[Originally posted April 2012]
Brad, a band formed in 1992 and including the core members of Shawn Smith, Stone Gossard and Regan Hagar, has just released their latest album United We Stand, only the fifth over their twenty years of playing together. A band often described as a Stone Gossard [Pearl Jam] side project, this is a typical PR but erroneous tag.
Their first album Shame earns its place in my Top Fifty because of its musical timing and triggering of significant memory. Brad in the early 90s – along with The Black Crowes [straight rock], Temple of the Dog, Alice in Chains and Pearl Jam [grunge] – ignited my full engagement with contemporary music because it revisited and reinvigorated the 60/70s rock sound with which I had grown up and which the 80s had by and large replaced with synth-pop, fake drumming and glam/new romantic tweakings [I admit I should/could have taken more note of punk].
Whilst Gossard provides crisp guitar throughout, it is Smith’s distinctive vocals that make this album memorable for me – all four band members contributing to songwriting duties.
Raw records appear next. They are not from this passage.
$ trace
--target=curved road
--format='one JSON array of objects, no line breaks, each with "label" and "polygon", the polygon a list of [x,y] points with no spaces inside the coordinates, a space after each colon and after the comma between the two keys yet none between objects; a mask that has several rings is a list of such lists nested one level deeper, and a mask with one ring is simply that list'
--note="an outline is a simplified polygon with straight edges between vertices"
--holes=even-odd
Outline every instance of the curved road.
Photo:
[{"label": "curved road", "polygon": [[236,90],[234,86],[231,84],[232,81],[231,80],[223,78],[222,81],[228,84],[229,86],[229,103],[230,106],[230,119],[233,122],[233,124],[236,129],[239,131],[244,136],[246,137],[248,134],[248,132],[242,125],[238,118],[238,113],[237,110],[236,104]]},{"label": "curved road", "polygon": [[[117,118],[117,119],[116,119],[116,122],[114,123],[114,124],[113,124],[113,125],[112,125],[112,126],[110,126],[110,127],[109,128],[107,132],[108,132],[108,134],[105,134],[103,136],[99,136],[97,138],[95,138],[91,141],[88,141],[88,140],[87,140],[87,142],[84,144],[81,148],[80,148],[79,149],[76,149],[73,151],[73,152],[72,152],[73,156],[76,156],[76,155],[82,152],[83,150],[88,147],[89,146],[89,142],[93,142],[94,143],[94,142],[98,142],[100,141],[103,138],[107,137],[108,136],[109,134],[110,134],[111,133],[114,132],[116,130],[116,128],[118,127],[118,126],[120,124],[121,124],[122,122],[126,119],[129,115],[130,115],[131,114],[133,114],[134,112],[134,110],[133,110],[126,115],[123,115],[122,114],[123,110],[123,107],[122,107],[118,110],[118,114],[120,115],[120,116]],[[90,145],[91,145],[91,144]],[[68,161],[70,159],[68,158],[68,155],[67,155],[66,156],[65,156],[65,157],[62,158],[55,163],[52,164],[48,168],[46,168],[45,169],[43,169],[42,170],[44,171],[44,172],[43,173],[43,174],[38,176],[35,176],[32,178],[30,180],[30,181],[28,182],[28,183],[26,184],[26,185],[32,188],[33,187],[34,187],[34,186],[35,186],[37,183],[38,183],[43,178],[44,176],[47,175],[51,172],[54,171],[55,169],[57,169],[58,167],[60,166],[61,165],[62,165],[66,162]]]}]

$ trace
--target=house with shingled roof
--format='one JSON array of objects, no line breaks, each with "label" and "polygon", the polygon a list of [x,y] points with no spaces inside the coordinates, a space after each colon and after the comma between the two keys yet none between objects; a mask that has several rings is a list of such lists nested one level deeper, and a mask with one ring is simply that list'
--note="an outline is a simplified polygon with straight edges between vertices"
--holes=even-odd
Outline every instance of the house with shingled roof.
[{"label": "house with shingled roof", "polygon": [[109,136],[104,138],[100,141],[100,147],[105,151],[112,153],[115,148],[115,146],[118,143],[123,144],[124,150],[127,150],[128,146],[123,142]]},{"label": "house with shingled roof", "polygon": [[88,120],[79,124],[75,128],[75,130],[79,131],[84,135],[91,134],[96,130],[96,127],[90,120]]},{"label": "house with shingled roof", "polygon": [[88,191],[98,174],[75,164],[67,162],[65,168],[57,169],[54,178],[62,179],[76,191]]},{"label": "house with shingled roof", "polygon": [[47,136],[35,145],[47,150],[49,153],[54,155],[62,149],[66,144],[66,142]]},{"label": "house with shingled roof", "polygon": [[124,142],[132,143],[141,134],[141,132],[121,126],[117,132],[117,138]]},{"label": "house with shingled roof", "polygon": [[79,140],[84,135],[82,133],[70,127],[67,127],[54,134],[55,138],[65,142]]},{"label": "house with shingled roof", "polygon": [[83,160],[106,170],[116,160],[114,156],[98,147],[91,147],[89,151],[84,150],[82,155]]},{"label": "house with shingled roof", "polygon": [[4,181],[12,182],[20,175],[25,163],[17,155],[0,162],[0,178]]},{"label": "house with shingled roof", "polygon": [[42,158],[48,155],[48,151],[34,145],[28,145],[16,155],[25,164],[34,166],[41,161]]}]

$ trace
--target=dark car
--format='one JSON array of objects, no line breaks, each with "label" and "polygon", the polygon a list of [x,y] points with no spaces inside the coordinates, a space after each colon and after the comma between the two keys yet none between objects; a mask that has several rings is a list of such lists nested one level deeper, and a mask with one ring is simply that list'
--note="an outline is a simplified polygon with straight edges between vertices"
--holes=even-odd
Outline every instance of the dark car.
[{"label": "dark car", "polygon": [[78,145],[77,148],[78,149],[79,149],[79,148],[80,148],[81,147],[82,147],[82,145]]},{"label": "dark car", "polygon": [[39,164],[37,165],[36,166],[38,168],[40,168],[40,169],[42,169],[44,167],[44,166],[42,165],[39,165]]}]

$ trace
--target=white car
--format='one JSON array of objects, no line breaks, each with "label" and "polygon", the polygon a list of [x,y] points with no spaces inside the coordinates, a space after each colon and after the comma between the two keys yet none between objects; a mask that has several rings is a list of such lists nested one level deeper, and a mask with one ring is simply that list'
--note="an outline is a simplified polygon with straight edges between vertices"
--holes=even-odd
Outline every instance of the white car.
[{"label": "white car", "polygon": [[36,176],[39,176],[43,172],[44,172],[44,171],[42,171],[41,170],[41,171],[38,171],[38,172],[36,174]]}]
And though I have characterised this as a resurgent rock band, opening track Buttercup is actually a rather slow ballad and establishes the sound that makes this such a fine album, Smith’s fragile vocal dominating the plaintive core and Goddard’s guitar striking out rising chords. Second track My Fingers is much more psychedelic with echoing, slightly fuzzed vocal and swirling guitar around a grunge drum and bass beat.
Third Nadine returns to the more melancholic tone of the first, Smith by now establishing his signature slight snarl and cracked high tenor, and the song’s rather sudden, lightly shambolic ending reflects the rawness of the album’s recordings completed over only 20 days and often emerging, apparently, from studio jam sessions. Fourth Screen continues the hypnotic lament and Goddard adds a softly toned guitar solo and then empathetic wails to close.
20th Century is a funky fifth, rolled out across its repeated grooves, simply but effectively. Next Good News, like Screen, is a Smith-penned number and continues the propensity for these slower songs with carefully structured melodies to foreground Smith’s singing, here pushing to a falsetto chorus. Seventh Raise Love is a pulsating grunge-come-softrock anthem with surges of Goddard feedbacked lead. Eighth Bad For The Soul is a funked-up tease of a song – no doubt a snippet from one of those jams – but it sets us up neatly for the penultimate Down which is a classic [but incipient here] grunge dirge, the voice distorted with other percussive sound effects until piano, organ and a cleaned vocal emerge – then it segues into and finishes on a grotesque, brutish narrative that is the unnerving, fleeting track eleven We.
It isn’t an album in and of its time as brilliantly dominant as Pearl Jam’s Ten for example – not by a long way to be candid – and I’m not sure I have been able to characterise its particular strengths through the track descriptions above, so it may be one of the few in this category that really does hold its place by the skin of its clinging teeth, a bite that still draws blood from a mood and effect it created then for all kinds of reasons beyond the aural and which therefore bleeds whenever I play again.